Observability Properties of Colored Graphs
This work addresses observability issues for agents in systems modeled as colored graphs, such as hidden Markov models, but it is incremental as it builds on existing research.
The paper tackles the problem of observability in colored graphs, where an agent tries to determine its current or past positions based on observed colors, by unifying prior notions into a common framework and showing that a graph modification problem is NP-Complete.

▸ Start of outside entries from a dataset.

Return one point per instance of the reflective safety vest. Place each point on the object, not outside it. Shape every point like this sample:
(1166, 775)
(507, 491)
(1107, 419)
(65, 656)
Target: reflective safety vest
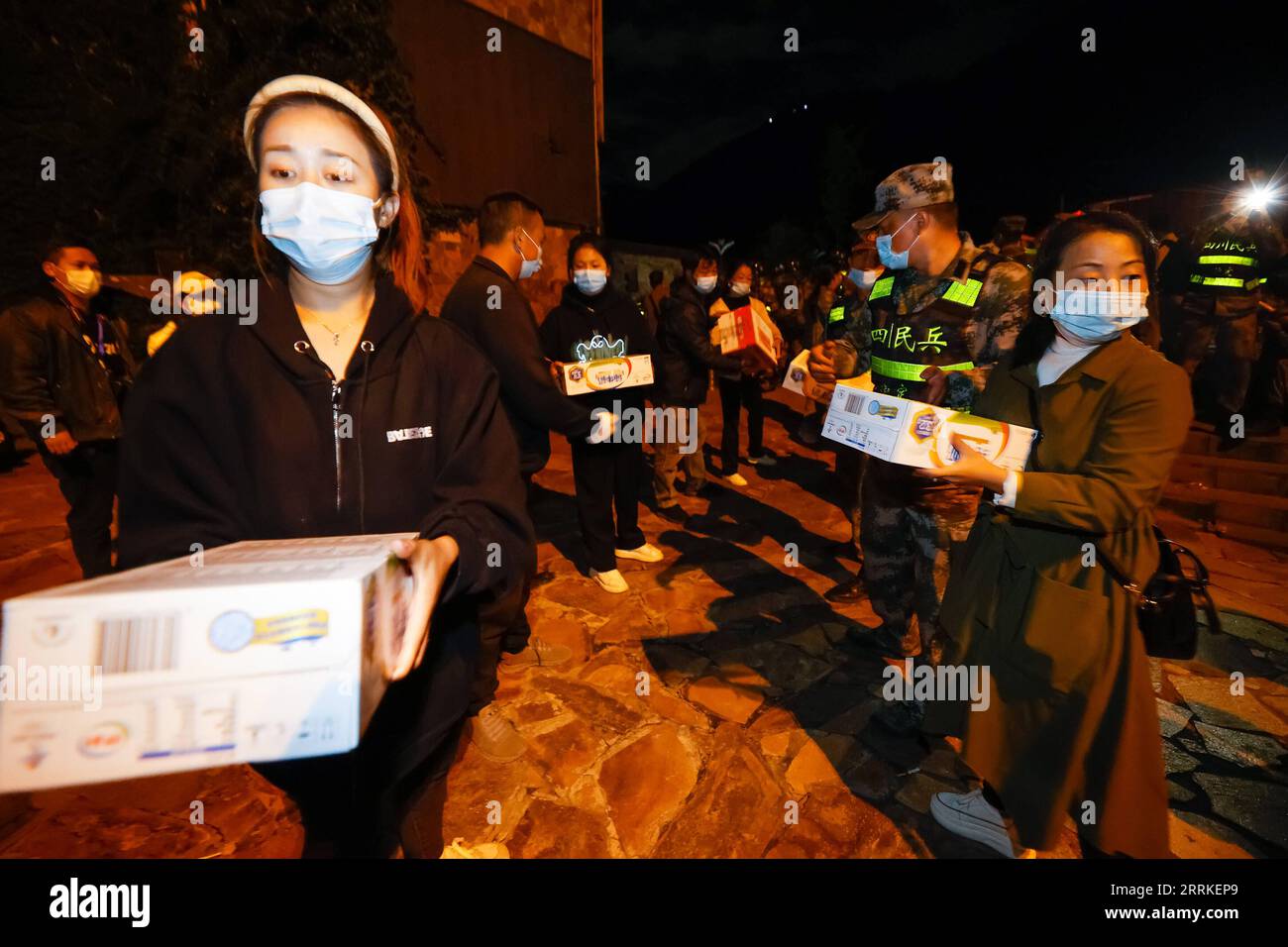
(905, 346)
(1227, 263)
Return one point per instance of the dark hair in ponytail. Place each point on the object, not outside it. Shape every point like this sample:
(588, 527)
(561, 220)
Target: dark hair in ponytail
(1038, 330)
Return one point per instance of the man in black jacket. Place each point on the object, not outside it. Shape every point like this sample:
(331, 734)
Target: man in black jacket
(64, 368)
(686, 360)
(485, 303)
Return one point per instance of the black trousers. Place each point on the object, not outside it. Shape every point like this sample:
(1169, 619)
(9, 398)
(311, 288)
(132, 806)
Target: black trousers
(502, 628)
(606, 478)
(735, 393)
(86, 478)
(362, 802)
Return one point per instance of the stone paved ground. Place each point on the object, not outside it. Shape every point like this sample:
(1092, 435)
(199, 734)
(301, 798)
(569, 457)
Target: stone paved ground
(709, 703)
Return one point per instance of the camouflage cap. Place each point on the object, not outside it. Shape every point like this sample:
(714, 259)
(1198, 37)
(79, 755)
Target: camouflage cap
(914, 185)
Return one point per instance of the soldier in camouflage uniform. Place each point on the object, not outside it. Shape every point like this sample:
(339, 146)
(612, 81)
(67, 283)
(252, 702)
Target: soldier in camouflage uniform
(931, 329)
(1214, 292)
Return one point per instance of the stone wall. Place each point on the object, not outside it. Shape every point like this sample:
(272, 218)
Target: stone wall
(568, 24)
(451, 252)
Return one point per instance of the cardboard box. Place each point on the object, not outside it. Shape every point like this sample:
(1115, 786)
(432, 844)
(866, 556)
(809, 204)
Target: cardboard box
(245, 654)
(917, 434)
(746, 331)
(799, 380)
(604, 373)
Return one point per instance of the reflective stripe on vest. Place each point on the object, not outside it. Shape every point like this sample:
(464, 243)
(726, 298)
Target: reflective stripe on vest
(1233, 261)
(881, 287)
(965, 292)
(1227, 281)
(911, 371)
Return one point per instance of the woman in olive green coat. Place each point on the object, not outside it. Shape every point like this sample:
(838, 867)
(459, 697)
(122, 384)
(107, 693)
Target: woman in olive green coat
(1070, 725)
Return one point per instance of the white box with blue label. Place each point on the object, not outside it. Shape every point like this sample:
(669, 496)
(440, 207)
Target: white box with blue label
(918, 434)
(245, 654)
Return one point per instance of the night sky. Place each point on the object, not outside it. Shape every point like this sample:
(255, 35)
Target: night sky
(1029, 121)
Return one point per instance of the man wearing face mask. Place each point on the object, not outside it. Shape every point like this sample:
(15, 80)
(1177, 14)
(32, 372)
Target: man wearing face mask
(932, 326)
(487, 303)
(686, 360)
(75, 423)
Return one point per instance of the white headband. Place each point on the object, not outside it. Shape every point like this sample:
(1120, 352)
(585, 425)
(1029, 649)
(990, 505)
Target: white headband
(318, 86)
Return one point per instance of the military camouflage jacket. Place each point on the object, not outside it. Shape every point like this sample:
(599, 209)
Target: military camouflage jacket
(1004, 304)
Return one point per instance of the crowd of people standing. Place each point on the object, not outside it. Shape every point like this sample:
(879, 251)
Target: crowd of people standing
(231, 432)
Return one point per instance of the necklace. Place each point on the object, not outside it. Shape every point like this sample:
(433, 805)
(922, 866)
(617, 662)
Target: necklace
(335, 335)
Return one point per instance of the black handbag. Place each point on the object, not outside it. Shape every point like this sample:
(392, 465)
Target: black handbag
(1167, 607)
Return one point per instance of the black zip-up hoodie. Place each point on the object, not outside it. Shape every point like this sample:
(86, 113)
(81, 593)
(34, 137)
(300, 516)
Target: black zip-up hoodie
(236, 432)
(612, 315)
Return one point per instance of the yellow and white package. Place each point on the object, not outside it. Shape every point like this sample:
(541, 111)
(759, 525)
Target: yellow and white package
(918, 434)
(245, 654)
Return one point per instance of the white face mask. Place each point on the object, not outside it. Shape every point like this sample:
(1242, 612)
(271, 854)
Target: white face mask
(1099, 315)
(326, 234)
(863, 278)
(591, 282)
(529, 268)
(82, 282)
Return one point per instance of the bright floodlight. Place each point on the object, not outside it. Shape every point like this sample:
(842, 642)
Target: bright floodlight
(1258, 198)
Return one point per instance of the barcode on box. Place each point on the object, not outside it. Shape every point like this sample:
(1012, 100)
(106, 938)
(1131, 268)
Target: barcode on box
(138, 643)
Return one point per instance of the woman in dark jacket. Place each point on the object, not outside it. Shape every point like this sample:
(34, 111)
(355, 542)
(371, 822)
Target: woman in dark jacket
(336, 407)
(1069, 725)
(595, 320)
(738, 390)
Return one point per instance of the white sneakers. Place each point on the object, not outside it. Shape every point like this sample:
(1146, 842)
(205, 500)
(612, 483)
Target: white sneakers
(610, 581)
(971, 815)
(645, 553)
(496, 737)
(484, 849)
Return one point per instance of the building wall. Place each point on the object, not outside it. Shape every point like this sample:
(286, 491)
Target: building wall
(526, 119)
(568, 24)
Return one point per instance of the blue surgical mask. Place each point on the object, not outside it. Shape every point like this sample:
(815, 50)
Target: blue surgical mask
(863, 278)
(326, 234)
(591, 282)
(528, 268)
(885, 249)
(1098, 315)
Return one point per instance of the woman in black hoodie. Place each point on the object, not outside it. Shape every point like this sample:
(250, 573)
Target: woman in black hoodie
(338, 406)
(595, 320)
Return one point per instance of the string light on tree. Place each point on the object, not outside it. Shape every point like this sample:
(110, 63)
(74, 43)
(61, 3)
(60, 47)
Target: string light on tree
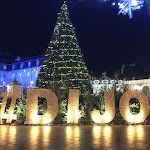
(63, 62)
(128, 6)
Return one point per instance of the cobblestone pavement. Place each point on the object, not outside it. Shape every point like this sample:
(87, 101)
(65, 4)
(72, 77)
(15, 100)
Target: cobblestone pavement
(136, 137)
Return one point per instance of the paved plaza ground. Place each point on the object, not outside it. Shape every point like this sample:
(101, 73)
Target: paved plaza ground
(132, 137)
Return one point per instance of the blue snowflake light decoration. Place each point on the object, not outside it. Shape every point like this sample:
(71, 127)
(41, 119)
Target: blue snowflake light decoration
(127, 6)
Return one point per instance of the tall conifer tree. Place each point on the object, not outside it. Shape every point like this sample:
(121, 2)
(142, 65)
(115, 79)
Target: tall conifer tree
(63, 63)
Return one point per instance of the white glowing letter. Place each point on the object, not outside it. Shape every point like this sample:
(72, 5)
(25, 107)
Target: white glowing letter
(32, 116)
(10, 116)
(125, 110)
(109, 109)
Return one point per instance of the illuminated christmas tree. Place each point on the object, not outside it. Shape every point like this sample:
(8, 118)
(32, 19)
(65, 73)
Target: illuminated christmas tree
(63, 64)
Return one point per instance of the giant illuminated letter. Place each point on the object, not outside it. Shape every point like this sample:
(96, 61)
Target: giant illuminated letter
(15, 95)
(73, 106)
(125, 110)
(32, 116)
(109, 109)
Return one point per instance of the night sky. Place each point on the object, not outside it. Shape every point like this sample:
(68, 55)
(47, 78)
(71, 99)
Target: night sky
(107, 40)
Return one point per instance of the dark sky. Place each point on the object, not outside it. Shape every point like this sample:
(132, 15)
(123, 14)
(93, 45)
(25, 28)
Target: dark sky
(107, 40)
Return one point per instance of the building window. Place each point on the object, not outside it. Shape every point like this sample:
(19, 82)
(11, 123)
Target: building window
(4, 75)
(4, 67)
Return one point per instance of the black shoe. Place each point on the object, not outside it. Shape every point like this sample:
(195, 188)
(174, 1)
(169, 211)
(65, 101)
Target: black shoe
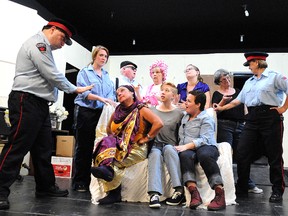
(113, 196)
(53, 191)
(103, 172)
(240, 192)
(176, 199)
(81, 188)
(154, 201)
(275, 198)
(4, 203)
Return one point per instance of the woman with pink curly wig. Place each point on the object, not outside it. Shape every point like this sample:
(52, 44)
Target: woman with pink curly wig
(158, 73)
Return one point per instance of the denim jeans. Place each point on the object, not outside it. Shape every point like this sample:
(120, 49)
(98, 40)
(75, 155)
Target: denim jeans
(207, 156)
(229, 131)
(158, 155)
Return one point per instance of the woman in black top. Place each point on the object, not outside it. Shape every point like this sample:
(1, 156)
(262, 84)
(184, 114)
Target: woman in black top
(230, 122)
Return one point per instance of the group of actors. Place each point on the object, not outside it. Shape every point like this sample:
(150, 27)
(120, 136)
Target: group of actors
(164, 122)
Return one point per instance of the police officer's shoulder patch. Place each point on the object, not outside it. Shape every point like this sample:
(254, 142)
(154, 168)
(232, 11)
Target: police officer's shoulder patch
(41, 47)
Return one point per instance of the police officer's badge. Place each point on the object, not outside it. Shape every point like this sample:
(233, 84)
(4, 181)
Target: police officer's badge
(41, 47)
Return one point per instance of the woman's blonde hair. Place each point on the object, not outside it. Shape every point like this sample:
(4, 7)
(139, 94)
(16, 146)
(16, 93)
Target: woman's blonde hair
(96, 51)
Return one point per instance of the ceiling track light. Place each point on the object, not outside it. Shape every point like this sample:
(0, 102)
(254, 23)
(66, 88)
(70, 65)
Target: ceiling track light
(246, 12)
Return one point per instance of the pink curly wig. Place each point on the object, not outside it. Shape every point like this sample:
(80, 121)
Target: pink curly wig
(163, 68)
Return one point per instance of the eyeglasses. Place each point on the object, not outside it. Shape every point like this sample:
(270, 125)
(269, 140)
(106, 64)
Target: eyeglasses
(188, 69)
(226, 78)
(132, 68)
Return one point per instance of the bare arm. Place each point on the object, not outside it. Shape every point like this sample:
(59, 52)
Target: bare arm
(230, 105)
(103, 100)
(80, 90)
(283, 108)
(108, 127)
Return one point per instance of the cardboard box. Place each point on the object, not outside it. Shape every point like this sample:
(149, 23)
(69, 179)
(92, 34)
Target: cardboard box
(65, 146)
(62, 166)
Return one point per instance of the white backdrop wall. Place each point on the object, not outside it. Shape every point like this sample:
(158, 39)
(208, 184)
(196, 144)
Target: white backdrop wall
(18, 29)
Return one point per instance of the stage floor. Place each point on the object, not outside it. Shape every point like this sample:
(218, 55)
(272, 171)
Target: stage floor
(23, 202)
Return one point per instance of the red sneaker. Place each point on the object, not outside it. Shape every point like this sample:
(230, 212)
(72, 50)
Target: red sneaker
(195, 198)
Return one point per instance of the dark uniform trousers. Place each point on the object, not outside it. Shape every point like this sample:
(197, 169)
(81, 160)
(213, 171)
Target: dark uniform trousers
(86, 122)
(262, 135)
(30, 131)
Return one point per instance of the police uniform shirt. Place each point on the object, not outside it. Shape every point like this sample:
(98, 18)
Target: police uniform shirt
(269, 89)
(36, 72)
(103, 87)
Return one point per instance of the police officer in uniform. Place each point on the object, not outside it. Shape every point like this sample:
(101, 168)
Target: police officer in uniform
(35, 86)
(263, 94)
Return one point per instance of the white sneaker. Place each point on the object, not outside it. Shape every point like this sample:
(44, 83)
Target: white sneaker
(255, 190)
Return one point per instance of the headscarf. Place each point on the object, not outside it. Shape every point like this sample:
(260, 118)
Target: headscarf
(121, 111)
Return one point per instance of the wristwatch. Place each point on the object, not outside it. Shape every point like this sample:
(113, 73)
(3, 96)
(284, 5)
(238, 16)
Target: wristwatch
(149, 137)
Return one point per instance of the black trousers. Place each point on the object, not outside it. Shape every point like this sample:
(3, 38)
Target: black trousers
(30, 131)
(262, 135)
(86, 122)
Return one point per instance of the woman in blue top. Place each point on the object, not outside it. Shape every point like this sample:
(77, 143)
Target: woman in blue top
(194, 82)
(88, 108)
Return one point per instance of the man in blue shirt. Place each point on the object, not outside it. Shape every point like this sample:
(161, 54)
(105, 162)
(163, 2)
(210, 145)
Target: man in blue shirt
(263, 94)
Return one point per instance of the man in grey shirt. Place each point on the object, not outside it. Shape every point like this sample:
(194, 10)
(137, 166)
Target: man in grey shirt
(35, 86)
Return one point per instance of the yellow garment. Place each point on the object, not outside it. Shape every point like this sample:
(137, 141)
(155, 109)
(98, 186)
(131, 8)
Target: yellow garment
(138, 153)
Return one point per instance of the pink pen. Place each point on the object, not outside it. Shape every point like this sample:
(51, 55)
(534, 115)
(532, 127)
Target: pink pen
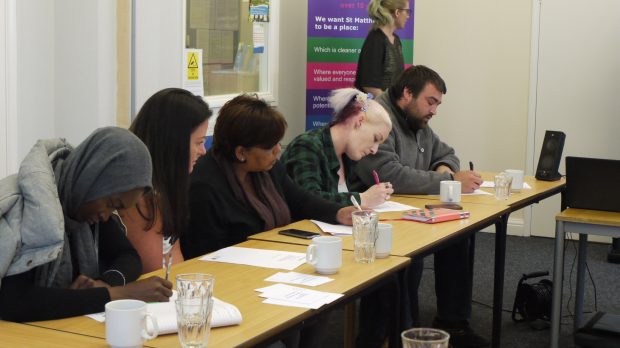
(376, 176)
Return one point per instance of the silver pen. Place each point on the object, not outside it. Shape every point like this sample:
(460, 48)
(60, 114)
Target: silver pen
(168, 263)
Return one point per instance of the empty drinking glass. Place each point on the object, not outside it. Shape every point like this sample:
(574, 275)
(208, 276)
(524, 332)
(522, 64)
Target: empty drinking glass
(425, 338)
(503, 182)
(194, 322)
(364, 235)
(194, 285)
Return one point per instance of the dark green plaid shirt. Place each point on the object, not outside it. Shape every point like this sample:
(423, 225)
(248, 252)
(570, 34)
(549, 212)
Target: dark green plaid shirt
(311, 162)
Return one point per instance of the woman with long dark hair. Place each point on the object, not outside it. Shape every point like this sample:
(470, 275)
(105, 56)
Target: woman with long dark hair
(173, 125)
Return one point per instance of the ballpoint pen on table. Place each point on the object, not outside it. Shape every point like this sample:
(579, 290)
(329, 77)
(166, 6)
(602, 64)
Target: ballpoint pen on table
(376, 176)
(354, 201)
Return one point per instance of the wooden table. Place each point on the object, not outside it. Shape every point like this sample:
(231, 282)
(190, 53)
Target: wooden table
(236, 284)
(517, 200)
(410, 238)
(23, 335)
(583, 222)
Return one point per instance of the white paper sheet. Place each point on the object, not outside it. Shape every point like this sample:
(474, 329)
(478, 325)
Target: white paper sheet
(491, 184)
(258, 257)
(392, 206)
(286, 295)
(298, 278)
(477, 193)
(336, 230)
(224, 314)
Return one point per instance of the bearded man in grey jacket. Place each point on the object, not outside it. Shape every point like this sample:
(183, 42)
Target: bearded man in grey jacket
(415, 160)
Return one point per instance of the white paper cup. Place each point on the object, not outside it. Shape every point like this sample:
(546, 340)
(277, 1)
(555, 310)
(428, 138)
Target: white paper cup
(517, 179)
(450, 191)
(383, 246)
(325, 254)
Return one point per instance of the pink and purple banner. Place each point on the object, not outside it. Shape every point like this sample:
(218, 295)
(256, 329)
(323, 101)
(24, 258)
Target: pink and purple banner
(336, 32)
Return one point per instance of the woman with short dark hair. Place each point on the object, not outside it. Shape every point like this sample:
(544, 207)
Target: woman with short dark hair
(239, 188)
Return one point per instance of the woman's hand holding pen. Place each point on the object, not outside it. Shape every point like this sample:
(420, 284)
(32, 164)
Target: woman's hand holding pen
(152, 289)
(376, 194)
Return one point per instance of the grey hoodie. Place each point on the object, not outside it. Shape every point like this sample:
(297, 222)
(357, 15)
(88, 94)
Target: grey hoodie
(31, 217)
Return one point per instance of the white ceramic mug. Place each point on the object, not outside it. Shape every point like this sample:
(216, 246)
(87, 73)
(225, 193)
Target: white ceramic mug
(383, 246)
(325, 254)
(450, 191)
(517, 179)
(125, 323)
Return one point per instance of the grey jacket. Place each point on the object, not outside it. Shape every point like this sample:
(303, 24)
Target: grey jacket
(407, 158)
(31, 218)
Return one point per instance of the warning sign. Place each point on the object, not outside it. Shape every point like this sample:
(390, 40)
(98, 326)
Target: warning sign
(193, 71)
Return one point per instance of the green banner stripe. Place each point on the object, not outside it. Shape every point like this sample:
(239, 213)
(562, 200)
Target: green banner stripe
(338, 50)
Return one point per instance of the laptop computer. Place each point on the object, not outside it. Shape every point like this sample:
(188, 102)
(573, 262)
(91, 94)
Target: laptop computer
(592, 183)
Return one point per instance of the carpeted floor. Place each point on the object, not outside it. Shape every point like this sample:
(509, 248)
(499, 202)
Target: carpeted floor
(523, 255)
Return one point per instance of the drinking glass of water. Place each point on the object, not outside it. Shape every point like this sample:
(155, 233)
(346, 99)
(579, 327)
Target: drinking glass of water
(364, 235)
(503, 182)
(425, 338)
(194, 321)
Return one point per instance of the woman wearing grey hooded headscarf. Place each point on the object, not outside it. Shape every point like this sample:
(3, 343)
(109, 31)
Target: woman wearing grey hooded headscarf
(71, 255)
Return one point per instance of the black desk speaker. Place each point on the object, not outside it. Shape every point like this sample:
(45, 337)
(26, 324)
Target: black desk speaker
(550, 156)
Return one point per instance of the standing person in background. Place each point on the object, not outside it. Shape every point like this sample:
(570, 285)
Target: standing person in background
(64, 252)
(173, 124)
(321, 159)
(381, 59)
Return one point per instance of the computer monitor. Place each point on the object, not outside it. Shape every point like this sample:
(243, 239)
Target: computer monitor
(592, 183)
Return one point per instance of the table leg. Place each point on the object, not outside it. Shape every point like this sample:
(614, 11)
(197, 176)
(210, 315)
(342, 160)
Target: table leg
(558, 269)
(501, 227)
(581, 267)
(349, 324)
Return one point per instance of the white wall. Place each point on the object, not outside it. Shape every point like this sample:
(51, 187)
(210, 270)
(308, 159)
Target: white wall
(3, 91)
(84, 67)
(482, 50)
(66, 70)
(35, 71)
(577, 86)
(159, 46)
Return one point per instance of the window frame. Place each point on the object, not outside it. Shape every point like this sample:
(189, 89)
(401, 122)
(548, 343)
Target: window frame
(272, 45)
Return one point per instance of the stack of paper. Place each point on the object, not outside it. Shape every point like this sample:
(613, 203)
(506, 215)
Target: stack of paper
(491, 184)
(335, 230)
(292, 296)
(258, 257)
(224, 314)
(431, 216)
(392, 206)
(298, 278)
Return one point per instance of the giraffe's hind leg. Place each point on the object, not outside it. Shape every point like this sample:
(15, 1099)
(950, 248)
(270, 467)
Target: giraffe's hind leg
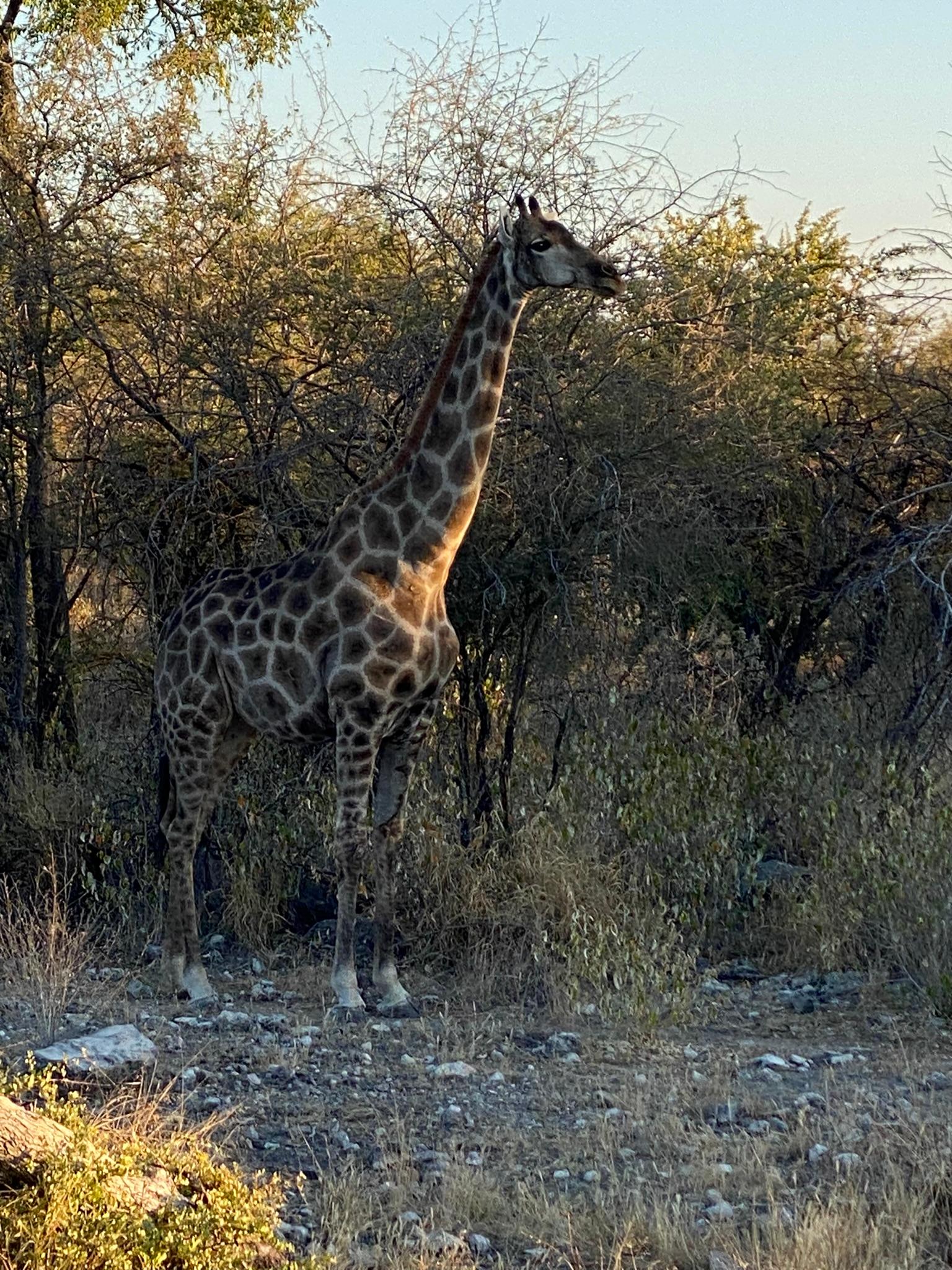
(197, 780)
(398, 758)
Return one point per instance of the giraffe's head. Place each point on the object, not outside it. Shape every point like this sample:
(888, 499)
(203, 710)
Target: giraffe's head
(544, 253)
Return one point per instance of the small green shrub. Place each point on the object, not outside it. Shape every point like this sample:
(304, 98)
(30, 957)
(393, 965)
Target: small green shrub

A colored graph is a directed graph in which nodes or edges have been assigned colors that are not necessarily unique. Observability problems in such graphs consider whether an agent observing the colors of edges or nodes traversed on a path in the graph can determine which node they are at currently or which nodes were visited earlier in the traversal. Previous research efforts have identified several different notions of observability as well as the associated properties of graphs for which those observability properties hold. This paper unifies the prior work into a common framework with several new results about relationships between those notions and associated graph properties. The new framework provides an intuitive way to reason about the attainable accuracy as a function of lag and time spent observing, and identifies simple modifications to improve the observability of a given graph. We show that one form of the graph modification problem is in NP-Complete. The intuition of the new framework is borne out with numerical experiments. This work has implications for problems that can be described in terms of an agent traversing a colored graph, including the reconstruction of hidden states in a hidden Markov model (HMM).